Understanding current American politics through Babylon 5, Part I: Background

As promised.  If you aren't familiar with the 1990s sci-fi television show, Babylon 5, congratulations.  You are a normal person.  I'll be explaining the show, as I explain politics.  If you plan to watch, and don't like spoilers, this series won't be for you.  If you are familiar with the show, this series will make more sense to you, but my goal here is to write a set of posts that will make sense regardless of whether or not you have watched the show.

Babylon 5 was an historically important show.  Have you ever had someone tell you that you should really be watching some show, but you can't bring yourself to do it because it is three seasons in, and the time commitment of starting a show is bad enough, and there's no way in hell you can find the time to go back and catch up on the previous two seasons?  Yes.  Yes, you have.  There was a time when you didn't need to have seen the previous two seasons.  That was the time pre-Babylon 5.  It was the first series planned out in advance.  Five seasons, with a single story arc, planned out in advance, with the glitch that expectations of cancelation led to seasons 4 and 5 being condensed into season 4, and then a fifth season tacked on with.. stuff in it.  In other words, Babylon 5 really did change television.

That doesn't mean it was Breaking Bad-level quality (although Breaking Bad once referenced it, possibly because Bryan Cranston had a bit part in an episode of B5).  The dialog sucked, most of the actors couldn't act their way out of a paper bag, stand-alone episodes were paint-by-numbers sci-fi cliches, and the special effects just look really cheesy now, as is often the case with anything that attempts to look futuristic on a tv budget, decades later.  Yes, I'm really making the sale here.  But, the ideas, the mythology... there's great stuff there, and it did raise the bar.

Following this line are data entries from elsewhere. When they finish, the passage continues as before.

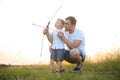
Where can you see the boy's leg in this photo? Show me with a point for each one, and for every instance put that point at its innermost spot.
(60, 56)
(51, 64)
(59, 66)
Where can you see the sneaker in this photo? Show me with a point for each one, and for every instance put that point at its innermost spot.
(76, 69)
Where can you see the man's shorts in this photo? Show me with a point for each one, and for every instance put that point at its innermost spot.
(68, 58)
(57, 54)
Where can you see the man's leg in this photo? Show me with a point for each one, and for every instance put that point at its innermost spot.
(75, 55)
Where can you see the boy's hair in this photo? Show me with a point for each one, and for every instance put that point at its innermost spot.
(62, 21)
(72, 20)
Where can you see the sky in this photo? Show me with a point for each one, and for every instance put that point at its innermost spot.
(20, 41)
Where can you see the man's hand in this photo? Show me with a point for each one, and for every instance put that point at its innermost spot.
(45, 31)
(60, 35)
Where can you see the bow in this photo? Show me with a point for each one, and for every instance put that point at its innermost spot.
(48, 27)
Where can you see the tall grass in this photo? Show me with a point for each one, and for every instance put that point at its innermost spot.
(107, 68)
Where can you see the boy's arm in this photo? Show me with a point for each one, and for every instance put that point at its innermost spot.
(49, 37)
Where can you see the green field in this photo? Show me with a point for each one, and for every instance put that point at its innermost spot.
(107, 68)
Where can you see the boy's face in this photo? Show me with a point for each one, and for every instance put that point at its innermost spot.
(68, 25)
(59, 24)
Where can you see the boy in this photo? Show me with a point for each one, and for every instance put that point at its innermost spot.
(57, 51)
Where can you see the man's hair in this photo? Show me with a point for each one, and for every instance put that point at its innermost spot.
(72, 20)
(62, 21)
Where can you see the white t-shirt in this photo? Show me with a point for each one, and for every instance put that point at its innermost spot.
(78, 35)
(57, 42)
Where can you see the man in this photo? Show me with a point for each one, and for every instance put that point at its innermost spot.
(75, 43)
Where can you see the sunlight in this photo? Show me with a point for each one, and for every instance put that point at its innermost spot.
(20, 41)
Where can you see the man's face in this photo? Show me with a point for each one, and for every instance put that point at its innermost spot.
(68, 25)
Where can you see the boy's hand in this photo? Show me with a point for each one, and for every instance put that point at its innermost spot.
(60, 35)
(45, 31)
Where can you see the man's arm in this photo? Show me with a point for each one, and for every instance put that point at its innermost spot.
(71, 45)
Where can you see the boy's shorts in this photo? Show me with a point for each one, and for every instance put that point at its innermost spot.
(68, 58)
(57, 54)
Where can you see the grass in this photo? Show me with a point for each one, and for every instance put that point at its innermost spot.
(107, 68)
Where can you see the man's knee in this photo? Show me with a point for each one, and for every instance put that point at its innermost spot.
(74, 53)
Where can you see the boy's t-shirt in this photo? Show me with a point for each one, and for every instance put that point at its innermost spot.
(57, 42)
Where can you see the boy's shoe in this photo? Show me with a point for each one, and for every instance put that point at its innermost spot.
(76, 69)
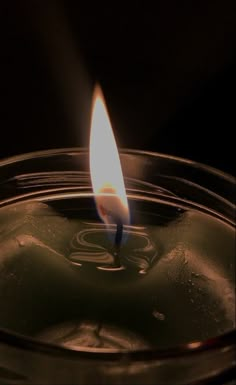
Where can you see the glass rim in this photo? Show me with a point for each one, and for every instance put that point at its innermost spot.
(24, 342)
(64, 150)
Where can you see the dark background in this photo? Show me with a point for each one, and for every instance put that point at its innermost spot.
(167, 69)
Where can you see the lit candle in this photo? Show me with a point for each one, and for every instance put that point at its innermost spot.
(89, 278)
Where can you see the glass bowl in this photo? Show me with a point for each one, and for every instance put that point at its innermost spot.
(183, 276)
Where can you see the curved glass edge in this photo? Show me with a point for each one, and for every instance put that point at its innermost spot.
(77, 150)
(226, 340)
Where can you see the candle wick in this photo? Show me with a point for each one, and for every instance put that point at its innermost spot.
(117, 243)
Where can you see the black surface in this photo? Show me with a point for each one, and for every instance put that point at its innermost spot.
(167, 71)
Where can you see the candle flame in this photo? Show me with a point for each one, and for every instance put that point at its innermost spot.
(105, 168)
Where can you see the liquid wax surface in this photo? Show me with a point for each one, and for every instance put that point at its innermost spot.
(177, 283)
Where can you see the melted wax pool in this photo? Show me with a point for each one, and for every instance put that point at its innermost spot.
(177, 283)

So, what's the story, and why am I writing a series of posts about it?  A few centuries in the future, Earth is one of a bunch of space-faring civilizations that are constantly either at or near war with each other.  The title of the show comes from a space station built as a neutral ground for meeting to not go to war.  Yeah, that doesn't work so well, as you can expect.

The background mythology is that the original space-faring civilizations, known as "the first ones," were the first beings in the galaxy to achieve sentience.  Most of them left the galaxy because they got bored, or something, but two stayed to influence the development of the younger races (that'd be us, and the other civilizations you see in the series).  The "first ones" that are involved in the show are the Vorlons, and a race whose name we don't know, but that get called "the shadows."  The Vorlons believe in advancement through order, and the shadows believe in evolution through war and chaos.  So, the shadows go around manipulating the younger space-faring civilizations into starting wars, and the Vorlons help the ones whom they see as orderly, and everything that happens is basically the Vorlons and the shadows playing games with the younger races.  That's the mythology.

That's not exactly what's important for my purposes here.  Were I to go on some conspiratorial rant, that would be fodder for one, but what was particularly interesting about how Babylon 5 structured itself was that it put humans at the center, of course, but Earth wasn't the heroic center.  After a cast change, the main hero of the show was John Sheridan (although give me G'Kar any day!), but Earth wound up being the bad guys.  They were controlled by the shadows.  It was an interesting perspective that you don't normally get in this kind of thing.  Why?  Short answer:  It can happen here.  That was the point.  Sinclair Lewis.

And that's where I'm going with this series.  Babylon 5 was told from the perspective of the space station, but so much of the interesting political commentary was about what was happening on Earth.  Using science fiction to comment on politics is neither new nor shocking, and frankly, much of the commentary in Babylon 5 was rather ham-handed.  That's part of what makes it disturbing how prophetic some of it is, 20 years later.  So, there's the background.  More to come, with interruptions, obviously.  We'll see where this series goes.  Straczynski had Babylon 5 planned out from the beginning, but I'm going to improvise more because, well, that's what I do.